Hungarian shelving traditionally covers a large wall space and really looks impressive. But you don’t need to buy expensive ready-made shelves; they are quite simple to make for the average DIY handyman or woman.

The whole essence of Hungarian shelves is structural simplicity, so the skills required are not beyond someone with reasonable ability. You don’t need to make tricky joints or use fancy fastenings and the materials you need can be readily obtained.

So how do we make these marvels? First of all let’s see what we need.

The basic design calls for a number of vertical lengths of timber, the exact sizes depend on how high and wide your shelves will be. These vertical supports should be spaced around 60cm apart and will need to be 5cm x 6cm. The length of each support is up to you.

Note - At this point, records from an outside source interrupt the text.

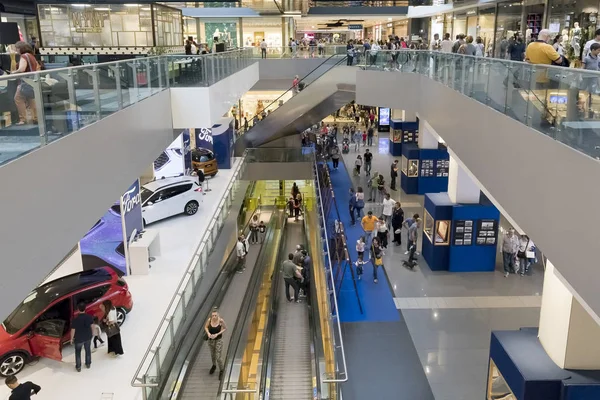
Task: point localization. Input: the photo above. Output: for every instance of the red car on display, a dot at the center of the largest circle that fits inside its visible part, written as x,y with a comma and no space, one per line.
42,323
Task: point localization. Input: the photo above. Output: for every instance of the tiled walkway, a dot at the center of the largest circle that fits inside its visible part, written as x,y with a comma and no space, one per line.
450,316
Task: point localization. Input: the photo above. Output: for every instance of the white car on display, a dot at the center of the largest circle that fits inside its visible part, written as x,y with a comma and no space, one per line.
166,197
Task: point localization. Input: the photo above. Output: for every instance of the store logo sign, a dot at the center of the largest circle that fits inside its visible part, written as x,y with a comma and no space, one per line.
91,21
131,199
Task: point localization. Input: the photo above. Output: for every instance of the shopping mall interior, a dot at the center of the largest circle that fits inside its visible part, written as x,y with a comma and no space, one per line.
242,200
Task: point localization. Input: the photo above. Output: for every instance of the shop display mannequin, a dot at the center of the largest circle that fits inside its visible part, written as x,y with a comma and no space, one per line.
575,39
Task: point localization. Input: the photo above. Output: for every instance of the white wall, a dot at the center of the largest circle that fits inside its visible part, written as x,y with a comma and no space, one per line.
202,107
545,186
54,195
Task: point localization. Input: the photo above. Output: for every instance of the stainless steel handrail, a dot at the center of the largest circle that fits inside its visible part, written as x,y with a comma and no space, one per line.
334,295
138,381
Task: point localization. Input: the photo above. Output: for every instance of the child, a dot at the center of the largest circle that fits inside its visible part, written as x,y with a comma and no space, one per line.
360,249
262,230
97,332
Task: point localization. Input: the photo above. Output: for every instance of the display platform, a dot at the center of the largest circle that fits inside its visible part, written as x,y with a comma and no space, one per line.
520,369
459,237
110,377
424,170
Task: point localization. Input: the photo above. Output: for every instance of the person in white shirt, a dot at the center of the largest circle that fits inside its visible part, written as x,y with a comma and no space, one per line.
388,209
446,45
263,49
241,249
589,43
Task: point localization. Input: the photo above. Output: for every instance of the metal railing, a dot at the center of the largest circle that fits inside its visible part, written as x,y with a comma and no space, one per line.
56,102
329,273
559,102
148,374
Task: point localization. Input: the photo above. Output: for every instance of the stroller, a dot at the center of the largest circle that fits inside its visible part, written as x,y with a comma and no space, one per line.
345,146
411,263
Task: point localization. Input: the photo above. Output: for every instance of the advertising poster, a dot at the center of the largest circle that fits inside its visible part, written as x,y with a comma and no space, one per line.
104,244
384,119
171,161
187,150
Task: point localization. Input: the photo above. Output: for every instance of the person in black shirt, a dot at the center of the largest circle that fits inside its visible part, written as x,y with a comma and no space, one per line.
368,157
22,391
81,336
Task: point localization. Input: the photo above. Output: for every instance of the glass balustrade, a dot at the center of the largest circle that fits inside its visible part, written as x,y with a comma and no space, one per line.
40,107
562,103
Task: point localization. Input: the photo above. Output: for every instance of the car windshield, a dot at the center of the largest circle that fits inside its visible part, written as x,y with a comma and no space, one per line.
146,194
27,310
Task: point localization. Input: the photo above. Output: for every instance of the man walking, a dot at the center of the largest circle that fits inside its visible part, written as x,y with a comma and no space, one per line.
21,391
81,336
263,49
241,249
393,175
388,209
367,158
290,271
510,246
368,225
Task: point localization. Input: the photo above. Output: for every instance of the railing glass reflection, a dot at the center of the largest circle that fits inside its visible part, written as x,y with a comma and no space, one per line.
62,101
563,103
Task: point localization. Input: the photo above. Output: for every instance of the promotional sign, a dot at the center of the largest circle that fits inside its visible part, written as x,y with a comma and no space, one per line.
187,150
384,119
171,161
105,244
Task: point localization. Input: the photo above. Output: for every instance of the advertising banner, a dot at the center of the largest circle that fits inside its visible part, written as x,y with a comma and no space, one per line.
171,161
384,119
105,244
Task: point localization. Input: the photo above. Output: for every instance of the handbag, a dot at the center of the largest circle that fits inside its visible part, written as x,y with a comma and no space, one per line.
112,330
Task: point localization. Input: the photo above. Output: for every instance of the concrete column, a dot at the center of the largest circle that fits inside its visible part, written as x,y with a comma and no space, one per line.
568,333
461,187
428,138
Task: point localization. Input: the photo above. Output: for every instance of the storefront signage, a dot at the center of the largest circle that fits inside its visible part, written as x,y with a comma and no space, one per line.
88,21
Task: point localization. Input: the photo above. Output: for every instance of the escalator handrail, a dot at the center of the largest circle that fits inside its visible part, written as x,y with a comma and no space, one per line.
343,57
228,267
333,294
244,313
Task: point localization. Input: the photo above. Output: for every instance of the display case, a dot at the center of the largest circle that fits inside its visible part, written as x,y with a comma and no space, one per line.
438,232
497,386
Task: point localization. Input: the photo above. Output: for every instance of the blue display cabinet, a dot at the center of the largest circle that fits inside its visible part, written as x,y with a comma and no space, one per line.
437,224
402,132
474,237
520,369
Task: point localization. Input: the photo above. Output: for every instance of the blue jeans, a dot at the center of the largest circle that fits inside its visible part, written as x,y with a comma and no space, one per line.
88,354
509,262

The actual shelves can be made from a variety of materials. You can buy ready-made lengths of shelves made from particleboard, MDF or real timber, the choice is up to you. For a simple approach, you can choose a melamine coated particleboard which does not require painting.

Finally you’ll need fasteners to hold the vertical supports to the wall. These will depend on your wall construction and can be wall plugs for plasterboard or concrete walls or screws for substantial timber walls. You should plan to space the fasteners around 60cm apart on the vertical supports.

Now lets see how we go about making these units.

Each shelf sits in a mortise cut in the vertical support. The cut needs to be the width of the thickness of the shelf and should be around 2/3 of the thickness of the support.

Make a corresponding mortise in the shelf to fit the mortise in the vertical support, so that when the shelf sits in the vertical support it fits flush with the wall against which the support is fastened.

The vertical spacing of your shelves is again a personal preference, but shelves tend to look better with a larger vertical space between the lower shelves. Make the mortises in each vertical support at the same position so that the shelves will be horizontal when fitted.

Fasten the vertical supports to the wall at the correct spacing, making sure that they are upright by using a spirit level. Then it’s simply a case of slotting the shelves into the mortises in the vertical supports. As a final touch, you may need to insert small wedges under each shelf where it sits in the vertical supports to ensure that the shelves sit at right angles to the wall.


And that’s about it! Now you can sit back and enjoy your handiwork!